Все же основную мысль священнику удается выразить. Он всего лишь священнослужитель, слуга церкви. Не его дело заниматься политикой и давать политические оценки. Пусть уважаемые господа журналисты поймут его правильно. Он не хотел бы в этой беседе выходить за рамки своей чисто церковной деятельности. В противном случае местные власти могут неверно истолковать его поведение. Что касается его миссионерской деятельности, он готов ответить на любые вопросы гостей.
И падре повторяет то, что мы уже слышали от монахинь. Только факты в его рассказе получают более определенное обобщение и оценку. Разве самоотверженные служители святого престола не несут темным, невежественным дикарям свет знаний, грамоту и исцеление от болезней? Разве не проявляют они мужество, проникая в недра болот и джунглей, рискуя сии литься от злокачественной болотной лихорадки, погибнуть от укуса змеи или быть растерзанными крокодилом?
Да, святой престол требует ревностной службы личного усердия и мужества. Во имя бога и церкви если это нужно, миссионер пойдет в джунгли и малярийные болота. Но все же падре сгустил краски. Отцы-миссионеры имеют теперь на своем вооружении не утлые пироги, а современную авиацию, не только молитвы, но и мощные радиопередатчики. Католическим и протестантским миссиям Западного Ириана принадлежат авиалинии, посадочные площадки и аэродромы.
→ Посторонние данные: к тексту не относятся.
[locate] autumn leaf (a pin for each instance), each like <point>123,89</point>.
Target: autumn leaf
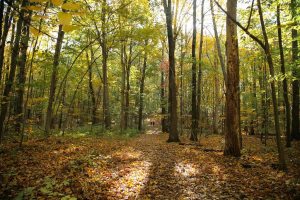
<point>57,2</point>
<point>70,6</point>
<point>64,18</point>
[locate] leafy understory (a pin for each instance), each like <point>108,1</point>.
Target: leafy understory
<point>144,167</point>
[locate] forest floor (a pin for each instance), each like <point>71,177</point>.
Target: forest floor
<point>145,167</point>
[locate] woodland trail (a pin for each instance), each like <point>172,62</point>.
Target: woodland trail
<point>145,167</point>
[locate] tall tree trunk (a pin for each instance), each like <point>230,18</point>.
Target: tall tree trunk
<point>22,71</point>
<point>273,90</point>
<point>232,146</point>
<point>296,74</point>
<point>173,135</point>
<point>221,59</point>
<point>106,109</point>
<point>194,78</point>
<point>14,61</point>
<point>59,41</point>
<point>123,85</point>
<point>142,86</point>
<point>199,84</point>
<point>285,84</point>
<point>91,89</point>
<point>162,94</point>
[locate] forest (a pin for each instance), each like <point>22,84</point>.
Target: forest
<point>149,99</point>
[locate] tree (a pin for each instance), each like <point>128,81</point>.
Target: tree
<point>142,86</point>
<point>59,41</point>
<point>14,61</point>
<point>284,82</point>
<point>173,135</point>
<point>296,74</point>
<point>194,78</point>
<point>232,146</point>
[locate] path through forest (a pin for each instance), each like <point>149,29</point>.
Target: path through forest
<point>144,167</point>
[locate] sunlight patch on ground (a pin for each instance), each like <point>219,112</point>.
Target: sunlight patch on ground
<point>131,184</point>
<point>185,169</point>
<point>127,154</point>
<point>71,149</point>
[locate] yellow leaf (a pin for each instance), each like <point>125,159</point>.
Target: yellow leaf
<point>69,28</point>
<point>37,1</point>
<point>34,31</point>
<point>34,8</point>
<point>38,17</point>
<point>57,2</point>
<point>70,6</point>
<point>64,18</point>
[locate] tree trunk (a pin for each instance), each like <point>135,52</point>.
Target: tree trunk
<point>173,135</point>
<point>59,41</point>
<point>193,136</point>
<point>285,84</point>
<point>199,84</point>
<point>22,71</point>
<point>142,85</point>
<point>273,90</point>
<point>106,109</point>
<point>91,89</point>
<point>221,59</point>
<point>296,74</point>
<point>10,80</point>
<point>232,146</point>
<point>4,33</point>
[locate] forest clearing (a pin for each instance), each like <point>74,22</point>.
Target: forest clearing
<point>146,167</point>
<point>149,99</point>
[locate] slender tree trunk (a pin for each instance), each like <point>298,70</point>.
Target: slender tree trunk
<point>199,84</point>
<point>173,135</point>
<point>232,146</point>
<point>22,72</point>
<point>273,90</point>
<point>194,78</point>
<point>91,90</point>
<point>221,59</point>
<point>142,86</point>
<point>162,94</point>
<point>106,109</point>
<point>4,33</point>
<point>285,84</point>
<point>59,41</point>
<point>295,58</point>
<point>10,80</point>
<point>123,84</point>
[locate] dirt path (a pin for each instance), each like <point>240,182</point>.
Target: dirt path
<point>142,168</point>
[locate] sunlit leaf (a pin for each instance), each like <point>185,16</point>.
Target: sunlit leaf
<point>68,28</point>
<point>37,1</point>
<point>57,2</point>
<point>64,18</point>
<point>34,8</point>
<point>35,32</point>
<point>70,6</point>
Как ни уклонялся падре от политических оценок, в его словах звучало плохо скрываемое сожаление о добрых старых временах, когда хозяйничали голландцы. Ведь проходивший опрос представителей населении Западного Ириана лишал бывших колонизаторов всяких оснований для каких-либо юридических претензий на эту индонезийскую территорию.
Но каковы бы ни были тревоги христианских церковников, их позиции в сегодняшней Индонезии не ослабевают, а в некоторых районах даже крепнут. И секрет этого кроется в поразительной гибкости святых отцов, умении приспособиться к новой сложной обстановке, спекулировать на горе народном. В Сурабае у меня был разговор с видным деятелем мусульманской партии «Сарекат Ислам». Мой собеседник не был ортодоксальным фанатиком и трезво оценивал деятельность своей партии и роль мусульманства как политического течения. Разговор зашел о недавних религиозных распрях. Активность христианских церковников вызывала естественное недовольство мусульманского духовенства, лидеров исламистских организаций, не желавших терять свое влияние. Фанатики реакционеры пытались обострить противоречия на религиозной почве до крайностей. Кое-где им удавалось спровоцировать стычки и погромы. Ведь религиозные распри отвлекали массы от серьезной социальной борьбы. Пресса традиционно сваливала вину за подобные инциденты на коммунистическое подполье.
— Как вы объясните, бапак, события, о которых писали газеты? — спросил я. — В вашем городе злоумышленники бросили гранату в мечеть. На Сулавеси произошли погромы христианских церквей. Местные власти в Аче не разрешили католикам открыть храм. Бывший лидер дарульисламовцев Дауд Бере выступает с воинственными речами.
— Вы назвали лишь немногие примеры распрей на религиозной почве. К сожалению, их немало и у них есть исторические корни. Голландцы своей политикой сеяли вражду и недоверие между мусульманами христианами.
— Но ведь нельзя объяснить последние события только рецидивами старой вражды, порожденной колонизаторами, — возразил я.
— Разумеется, — согласился мой знакомый. Лидеры Августовской революции понимали опасность религиозной розни и делали все, чтобы укрепить национальное единство. Вспомните панча сила, пять принципов, программный документ индонезийской национально-освободительной революции. Один из принципов был сформулирован как вера в единого вездесущего бога. Заметьте, не Аллаха, а бога вообще. Собственно говоря, речь шла не столько о вере, сколько о единстве всех индонезийцев, независимо от того, какому богу они поклоняются — Аллаху, Будде или Иисусу Христу. Именно это единство и не устраивает колонизаторов.